What at first glance looks like a classic demand shock in the semiconductor market is, on closer inspection, nothing more than a strategically calculated supply bottleneck brought about by the two dominant players in the global DRAM business: Samsung Electronics and SK Hynix. Together they control around 70 percent of the global market, and they currently show no interest in jeopardizing this market position by generously expanding production. Quite the opposite: instead of investing in new production capacities or aggressively ramping up existing plants, both companies are focusing on a decidedly conservative investment regime with the aim of maximizing profitability per bit. In plain language, this means less supply but higher prices.

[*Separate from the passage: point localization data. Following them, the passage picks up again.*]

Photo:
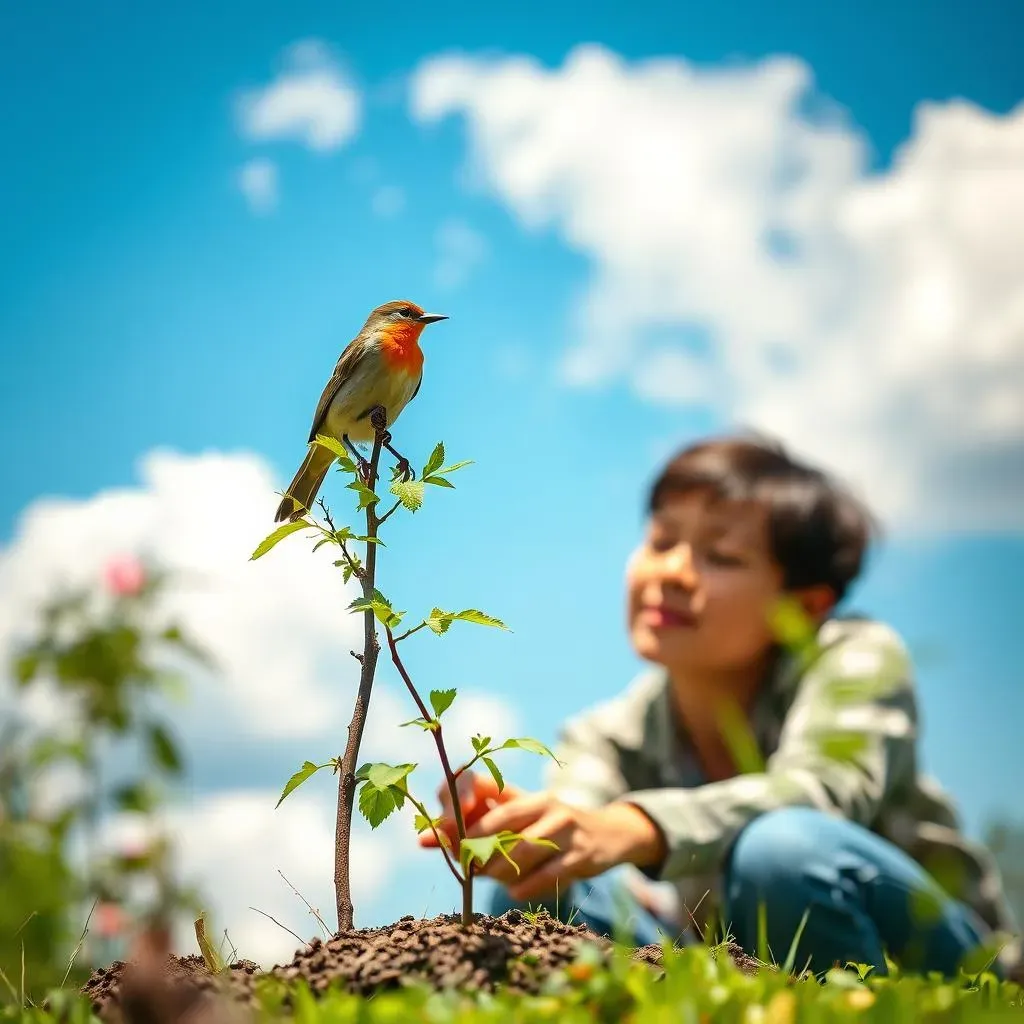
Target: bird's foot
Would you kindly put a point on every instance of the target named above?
(378, 419)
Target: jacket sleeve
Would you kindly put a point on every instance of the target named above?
(847, 741)
(601, 754)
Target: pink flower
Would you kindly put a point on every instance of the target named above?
(125, 576)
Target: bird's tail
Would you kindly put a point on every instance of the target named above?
(302, 491)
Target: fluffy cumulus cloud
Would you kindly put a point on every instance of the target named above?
(745, 258)
(309, 100)
(284, 678)
(258, 183)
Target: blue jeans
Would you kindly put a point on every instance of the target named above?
(863, 894)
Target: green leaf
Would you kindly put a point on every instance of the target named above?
(495, 773)
(135, 797)
(26, 668)
(380, 606)
(163, 748)
(410, 493)
(377, 804)
(421, 722)
(527, 743)
(453, 467)
(435, 461)
(383, 792)
(367, 497)
(334, 446)
(307, 769)
(438, 481)
(440, 621)
(482, 849)
(279, 535)
(422, 822)
(383, 774)
(440, 700)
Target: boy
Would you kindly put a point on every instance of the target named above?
(836, 818)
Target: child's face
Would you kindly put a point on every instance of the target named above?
(701, 585)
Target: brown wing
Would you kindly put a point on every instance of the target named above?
(342, 370)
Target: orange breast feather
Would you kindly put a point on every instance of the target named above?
(400, 348)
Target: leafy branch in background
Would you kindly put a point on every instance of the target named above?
(384, 788)
(105, 654)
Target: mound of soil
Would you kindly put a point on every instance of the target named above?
(511, 951)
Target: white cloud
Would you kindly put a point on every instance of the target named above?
(310, 100)
(237, 847)
(276, 627)
(281, 638)
(258, 182)
(461, 249)
(388, 201)
(873, 321)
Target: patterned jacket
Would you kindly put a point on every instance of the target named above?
(836, 728)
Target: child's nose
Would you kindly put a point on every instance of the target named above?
(680, 565)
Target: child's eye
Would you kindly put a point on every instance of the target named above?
(717, 557)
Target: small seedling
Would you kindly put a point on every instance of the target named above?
(384, 788)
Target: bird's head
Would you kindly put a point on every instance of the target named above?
(399, 318)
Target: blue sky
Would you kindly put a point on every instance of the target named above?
(145, 305)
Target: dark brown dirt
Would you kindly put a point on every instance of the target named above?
(509, 951)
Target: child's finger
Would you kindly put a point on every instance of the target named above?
(477, 795)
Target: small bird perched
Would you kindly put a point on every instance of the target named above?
(381, 366)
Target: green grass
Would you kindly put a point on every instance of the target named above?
(694, 988)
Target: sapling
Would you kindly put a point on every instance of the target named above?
(383, 787)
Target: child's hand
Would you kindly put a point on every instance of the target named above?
(477, 795)
(590, 842)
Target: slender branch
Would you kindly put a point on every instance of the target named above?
(81, 942)
(357, 570)
(390, 512)
(472, 761)
(437, 836)
(409, 633)
(309, 905)
(280, 925)
(341, 544)
(327, 514)
(371, 647)
(467, 885)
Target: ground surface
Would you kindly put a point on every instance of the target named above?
(512, 951)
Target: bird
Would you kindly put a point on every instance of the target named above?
(382, 366)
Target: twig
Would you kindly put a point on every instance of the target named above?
(390, 512)
(467, 885)
(81, 942)
(26, 922)
(438, 837)
(10, 987)
(327, 514)
(409, 633)
(312, 909)
(346, 781)
(356, 571)
(231, 946)
(280, 925)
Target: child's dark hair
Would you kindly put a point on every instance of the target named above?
(818, 531)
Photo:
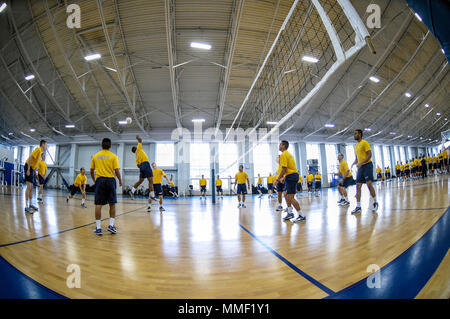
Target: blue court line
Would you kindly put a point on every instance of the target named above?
(66, 230)
(17, 285)
(405, 276)
(291, 265)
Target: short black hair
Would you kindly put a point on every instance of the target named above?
(106, 143)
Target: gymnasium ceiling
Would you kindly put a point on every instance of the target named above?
(149, 72)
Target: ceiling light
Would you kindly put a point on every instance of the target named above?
(199, 45)
(311, 59)
(94, 56)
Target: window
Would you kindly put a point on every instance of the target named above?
(50, 154)
(332, 162)
(313, 152)
(25, 154)
(165, 154)
(228, 155)
(387, 158)
(262, 161)
(200, 163)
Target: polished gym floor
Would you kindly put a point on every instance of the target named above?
(199, 250)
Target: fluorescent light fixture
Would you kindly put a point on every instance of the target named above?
(94, 56)
(311, 59)
(199, 45)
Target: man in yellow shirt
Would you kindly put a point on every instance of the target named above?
(30, 175)
(42, 170)
(240, 179)
(158, 174)
(104, 165)
(203, 183)
(270, 185)
(365, 171)
(79, 185)
(309, 180)
(290, 175)
(219, 189)
(345, 181)
(145, 171)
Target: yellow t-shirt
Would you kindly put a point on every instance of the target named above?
(241, 177)
(140, 155)
(288, 161)
(80, 180)
(42, 168)
(104, 163)
(343, 168)
(157, 175)
(361, 150)
(35, 157)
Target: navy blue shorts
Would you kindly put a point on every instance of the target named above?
(291, 182)
(280, 187)
(32, 178)
(242, 189)
(348, 181)
(158, 189)
(105, 191)
(365, 173)
(145, 171)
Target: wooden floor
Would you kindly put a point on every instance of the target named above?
(200, 250)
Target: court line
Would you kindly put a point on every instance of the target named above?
(66, 230)
(406, 275)
(291, 265)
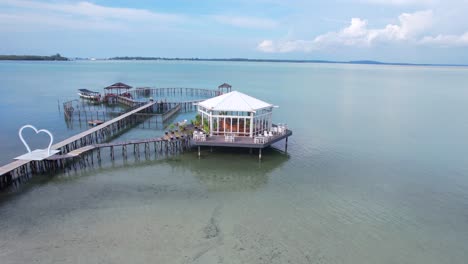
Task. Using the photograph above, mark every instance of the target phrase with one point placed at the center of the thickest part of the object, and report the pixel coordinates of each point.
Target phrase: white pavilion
(237, 114)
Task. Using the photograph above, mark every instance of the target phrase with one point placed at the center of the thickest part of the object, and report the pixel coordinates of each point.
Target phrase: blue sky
(418, 31)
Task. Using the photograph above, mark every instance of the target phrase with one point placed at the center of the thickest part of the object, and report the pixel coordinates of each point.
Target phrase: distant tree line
(56, 57)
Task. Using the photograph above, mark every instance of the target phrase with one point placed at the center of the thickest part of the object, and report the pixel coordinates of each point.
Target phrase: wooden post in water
(286, 146)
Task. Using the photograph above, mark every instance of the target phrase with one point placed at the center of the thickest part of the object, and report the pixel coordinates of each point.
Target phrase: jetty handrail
(18, 163)
(101, 126)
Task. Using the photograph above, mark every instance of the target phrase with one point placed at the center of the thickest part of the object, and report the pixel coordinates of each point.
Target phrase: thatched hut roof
(118, 85)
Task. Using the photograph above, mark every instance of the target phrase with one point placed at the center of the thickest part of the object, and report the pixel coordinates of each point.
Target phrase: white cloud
(247, 22)
(410, 29)
(446, 40)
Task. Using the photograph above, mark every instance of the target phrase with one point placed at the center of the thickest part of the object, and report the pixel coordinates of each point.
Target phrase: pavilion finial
(225, 86)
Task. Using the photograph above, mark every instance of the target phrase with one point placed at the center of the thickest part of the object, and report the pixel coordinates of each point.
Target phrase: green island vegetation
(56, 57)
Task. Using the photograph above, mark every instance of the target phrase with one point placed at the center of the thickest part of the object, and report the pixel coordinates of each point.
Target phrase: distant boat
(90, 95)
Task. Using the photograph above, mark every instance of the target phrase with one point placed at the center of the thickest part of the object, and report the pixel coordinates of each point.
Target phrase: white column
(211, 123)
(251, 124)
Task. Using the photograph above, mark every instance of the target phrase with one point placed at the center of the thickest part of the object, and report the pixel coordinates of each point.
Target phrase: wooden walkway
(6, 169)
(83, 150)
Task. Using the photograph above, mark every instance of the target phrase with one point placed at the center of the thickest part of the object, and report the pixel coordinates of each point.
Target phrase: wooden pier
(19, 168)
(242, 142)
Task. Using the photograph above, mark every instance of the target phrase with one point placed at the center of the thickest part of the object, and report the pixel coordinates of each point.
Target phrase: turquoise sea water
(377, 171)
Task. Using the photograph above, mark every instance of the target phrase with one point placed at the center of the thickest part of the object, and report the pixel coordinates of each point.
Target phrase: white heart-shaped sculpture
(20, 133)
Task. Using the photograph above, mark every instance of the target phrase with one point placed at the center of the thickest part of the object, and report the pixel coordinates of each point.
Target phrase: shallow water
(376, 171)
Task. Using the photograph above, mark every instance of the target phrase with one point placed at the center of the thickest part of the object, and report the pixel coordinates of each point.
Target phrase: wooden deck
(99, 127)
(240, 142)
(18, 163)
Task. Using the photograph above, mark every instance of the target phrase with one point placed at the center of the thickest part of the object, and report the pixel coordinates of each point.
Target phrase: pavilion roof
(87, 91)
(234, 101)
(225, 85)
(118, 85)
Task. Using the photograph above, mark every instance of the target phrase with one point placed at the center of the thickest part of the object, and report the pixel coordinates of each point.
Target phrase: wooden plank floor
(18, 163)
(240, 142)
(98, 127)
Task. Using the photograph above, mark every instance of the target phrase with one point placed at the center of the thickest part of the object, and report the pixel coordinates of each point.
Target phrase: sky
(414, 31)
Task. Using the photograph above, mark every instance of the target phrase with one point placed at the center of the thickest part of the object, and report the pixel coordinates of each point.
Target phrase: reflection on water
(375, 172)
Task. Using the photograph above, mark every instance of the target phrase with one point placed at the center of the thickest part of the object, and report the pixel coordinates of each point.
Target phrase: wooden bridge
(95, 135)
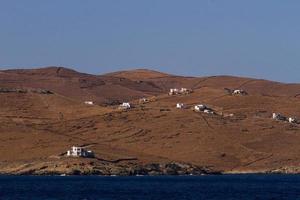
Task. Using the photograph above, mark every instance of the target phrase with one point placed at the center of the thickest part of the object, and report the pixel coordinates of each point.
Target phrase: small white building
(125, 106)
(89, 103)
(143, 100)
(208, 111)
(200, 107)
(292, 120)
(239, 92)
(180, 106)
(173, 91)
(183, 90)
(278, 116)
(79, 152)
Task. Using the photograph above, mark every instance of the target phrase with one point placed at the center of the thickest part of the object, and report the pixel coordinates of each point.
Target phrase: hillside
(42, 114)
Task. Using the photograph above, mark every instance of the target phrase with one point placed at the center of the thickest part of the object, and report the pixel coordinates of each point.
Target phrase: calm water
(167, 187)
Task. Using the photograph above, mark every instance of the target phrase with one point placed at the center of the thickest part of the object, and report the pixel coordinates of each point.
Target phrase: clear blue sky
(256, 38)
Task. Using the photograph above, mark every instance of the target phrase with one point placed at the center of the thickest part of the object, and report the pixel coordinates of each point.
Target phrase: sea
(215, 187)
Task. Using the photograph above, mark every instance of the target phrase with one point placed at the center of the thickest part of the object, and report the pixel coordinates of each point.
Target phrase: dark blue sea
(264, 187)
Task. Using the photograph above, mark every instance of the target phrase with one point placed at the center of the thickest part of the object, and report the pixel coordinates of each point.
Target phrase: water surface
(139, 188)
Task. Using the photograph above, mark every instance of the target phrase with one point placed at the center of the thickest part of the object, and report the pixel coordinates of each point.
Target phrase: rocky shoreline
(131, 169)
(124, 169)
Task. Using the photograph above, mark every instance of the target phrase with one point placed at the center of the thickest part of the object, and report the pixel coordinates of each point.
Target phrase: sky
(252, 38)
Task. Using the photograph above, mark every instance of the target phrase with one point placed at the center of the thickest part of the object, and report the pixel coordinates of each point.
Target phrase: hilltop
(42, 114)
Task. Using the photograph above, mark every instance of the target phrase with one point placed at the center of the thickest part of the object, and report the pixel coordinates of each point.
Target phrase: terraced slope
(152, 138)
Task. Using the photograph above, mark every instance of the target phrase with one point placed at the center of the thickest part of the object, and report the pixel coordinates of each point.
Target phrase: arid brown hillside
(37, 127)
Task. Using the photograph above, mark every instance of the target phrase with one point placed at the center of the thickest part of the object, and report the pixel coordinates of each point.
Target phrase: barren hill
(42, 114)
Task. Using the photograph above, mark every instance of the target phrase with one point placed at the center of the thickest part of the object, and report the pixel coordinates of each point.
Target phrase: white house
(242, 92)
(200, 107)
(180, 106)
(143, 100)
(79, 152)
(125, 106)
(89, 103)
(278, 116)
(208, 111)
(173, 91)
(292, 120)
(183, 90)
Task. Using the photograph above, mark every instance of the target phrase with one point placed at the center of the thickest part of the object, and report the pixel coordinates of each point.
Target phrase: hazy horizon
(257, 39)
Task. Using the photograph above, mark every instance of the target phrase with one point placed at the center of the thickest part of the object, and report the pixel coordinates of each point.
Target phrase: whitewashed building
(173, 91)
(79, 152)
(292, 120)
(208, 111)
(180, 106)
(125, 106)
(143, 100)
(239, 92)
(278, 116)
(200, 107)
(89, 103)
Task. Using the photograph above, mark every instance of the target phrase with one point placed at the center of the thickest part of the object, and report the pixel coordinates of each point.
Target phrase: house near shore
(203, 108)
(239, 92)
(89, 103)
(278, 116)
(80, 152)
(208, 111)
(125, 106)
(200, 107)
(180, 106)
(143, 100)
(175, 91)
(292, 120)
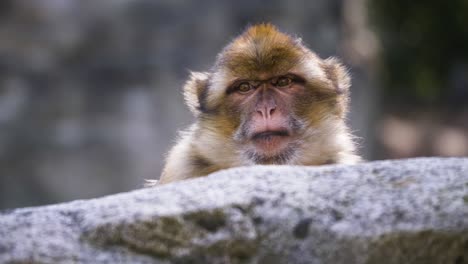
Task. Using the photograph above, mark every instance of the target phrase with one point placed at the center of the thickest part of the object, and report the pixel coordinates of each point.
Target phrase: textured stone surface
(402, 211)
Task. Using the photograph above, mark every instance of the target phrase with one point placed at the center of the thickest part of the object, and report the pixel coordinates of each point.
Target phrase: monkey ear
(337, 74)
(195, 91)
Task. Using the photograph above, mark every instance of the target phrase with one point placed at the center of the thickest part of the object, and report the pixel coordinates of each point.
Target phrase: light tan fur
(209, 144)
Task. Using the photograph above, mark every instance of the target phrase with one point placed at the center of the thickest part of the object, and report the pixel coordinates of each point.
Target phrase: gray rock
(401, 211)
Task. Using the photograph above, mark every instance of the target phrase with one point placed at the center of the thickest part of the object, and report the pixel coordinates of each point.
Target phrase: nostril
(272, 110)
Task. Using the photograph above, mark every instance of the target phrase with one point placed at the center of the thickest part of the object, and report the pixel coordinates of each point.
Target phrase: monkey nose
(266, 111)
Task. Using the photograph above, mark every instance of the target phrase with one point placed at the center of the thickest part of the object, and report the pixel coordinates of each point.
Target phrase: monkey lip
(266, 135)
(271, 142)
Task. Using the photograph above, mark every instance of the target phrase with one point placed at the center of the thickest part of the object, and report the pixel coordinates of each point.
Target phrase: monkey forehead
(260, 49)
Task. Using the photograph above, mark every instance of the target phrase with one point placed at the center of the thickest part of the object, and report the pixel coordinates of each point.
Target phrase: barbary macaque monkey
(267, 100)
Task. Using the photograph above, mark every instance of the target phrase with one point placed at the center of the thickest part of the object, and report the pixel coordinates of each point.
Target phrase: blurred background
(90, 91)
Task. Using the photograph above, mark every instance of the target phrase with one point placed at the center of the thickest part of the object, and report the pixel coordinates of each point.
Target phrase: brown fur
(262, 52)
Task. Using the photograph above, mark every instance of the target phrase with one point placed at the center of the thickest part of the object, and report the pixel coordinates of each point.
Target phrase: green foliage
(422, 43)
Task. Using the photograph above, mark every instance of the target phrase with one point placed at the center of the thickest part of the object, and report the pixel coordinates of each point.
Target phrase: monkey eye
(283, 81)
(244, 87)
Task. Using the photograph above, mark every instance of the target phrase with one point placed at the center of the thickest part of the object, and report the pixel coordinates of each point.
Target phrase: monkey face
(269, 129)
(268, 94)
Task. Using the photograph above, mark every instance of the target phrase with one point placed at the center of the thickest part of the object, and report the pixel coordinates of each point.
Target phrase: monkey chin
(271, 147)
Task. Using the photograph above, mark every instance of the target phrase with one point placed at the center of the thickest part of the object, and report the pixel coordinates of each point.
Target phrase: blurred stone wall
(90, 91)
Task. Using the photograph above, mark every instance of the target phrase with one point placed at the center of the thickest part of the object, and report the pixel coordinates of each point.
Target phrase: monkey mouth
(270, 143)
(268, 135)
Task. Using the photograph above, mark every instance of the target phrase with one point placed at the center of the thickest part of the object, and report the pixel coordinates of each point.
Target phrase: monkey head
(270, 99)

This stance has recently been clearly expressed at several investor conferences. Samsung, for example, made it unmistakably clear at a briefing with Morgan Stanley that it wanted to deliberately avoid the risk of oversupply. Instead, the company wants to ensure long-term profitability through targeted CAPEX initiatives that are closely aligned with market dynamics. The picture is the same at SK Hynix: There, the company announced that it would switch production more strongly to advanced sixth-generation 10nm D-RAM (1c) in the future. But here, too, there was no sign of any urge to expand; instead, it was conceded that even with these measures, the existing undersupply could hardly be solved before 2027. A diplomatically packaged declaration of bankruptcy for the term “security of supply”.
Why this reticence? Quite simply: demand, particularly from the high-growth AI server segment, is exploding, while at the same time the market is undergoing a technological upheaval. Old products such as DDR4 and LPDDR4x are being phased out, while new standards such as DDR5 and HBM (High Bandwidth Memory) are increasingly dominating production planning. This changeover takes time, results in lower yield rates and is technically demanding. In this mixed situation, manufacturers are consciously deciding against risky investments and in favor of a controlled supply shortage that keeps margins at a high level. Long-term supply contracts? Are currently rather undesirable. Any major customer who wants to commit for years to come runs the risk of being seen as an annoying contractual brake on price increases. Accordingly, both Samsung and SK Hynix rely on quarterly adjusted agreements, which means flexibility for manufacturers and planning uncertainty for customers.
This strategy is already having an effect: DRAM prices have risen by up to 60 percent in recent months, with an upward trend. Not only traditional PC manufacturers are particularly affected, but also smartphone manufacturers, cloud services and automotive suppliers. Wherever DRAM is a critical resource in production, costs are rising rapidly. And because pricing is increasingly short-term, smaller suppliers in particular are coming under pressure as they cannot afford to hold long-term stocks. Those who relied on just-in-time are now being overwhelmed by the reality of a fragmented spot market.
There is also a geopolitical aspect: while Western countries are trying to build up their own semiconductor production via “chip acts”, this shows how difficult it is to achieve genuine independence. Capacity alone is not enough, access to state-of-the-art production technologies, machines and know-how is required. And as long as this market is dominated by two South Korean giants, any form of sovereignty will remain wishful thinking. The USA, Europe and even China are on a drip in this matter, a fact that Samsung and SK Hynix obviously understand very well.
As a result, the so-called “supercycle”, which analysts like to interpret as a sign of a technological upturn, is turning out to be an asymmetrical market dynamic with oligopolistic structures. What we are experiencing is not a classic boom, but a calculated shortage situation with maximum profit skimming. The parallels with the commodities industry are obvious: there, too, supply is often artificially reduced in order to control prices. Now also in the memory segment.
Conclusion: The DRAM market is facing a structural bottleneck that is likely to last until at least 2027. Anyone hoping that prices will fall again soon is misjudging the strategic interests of the market leaders. Because from Samsung and SK Hynix’s point of view, things are going perfectly: high demand, scarce goods, rising prices. The rest? Must pay, or wait.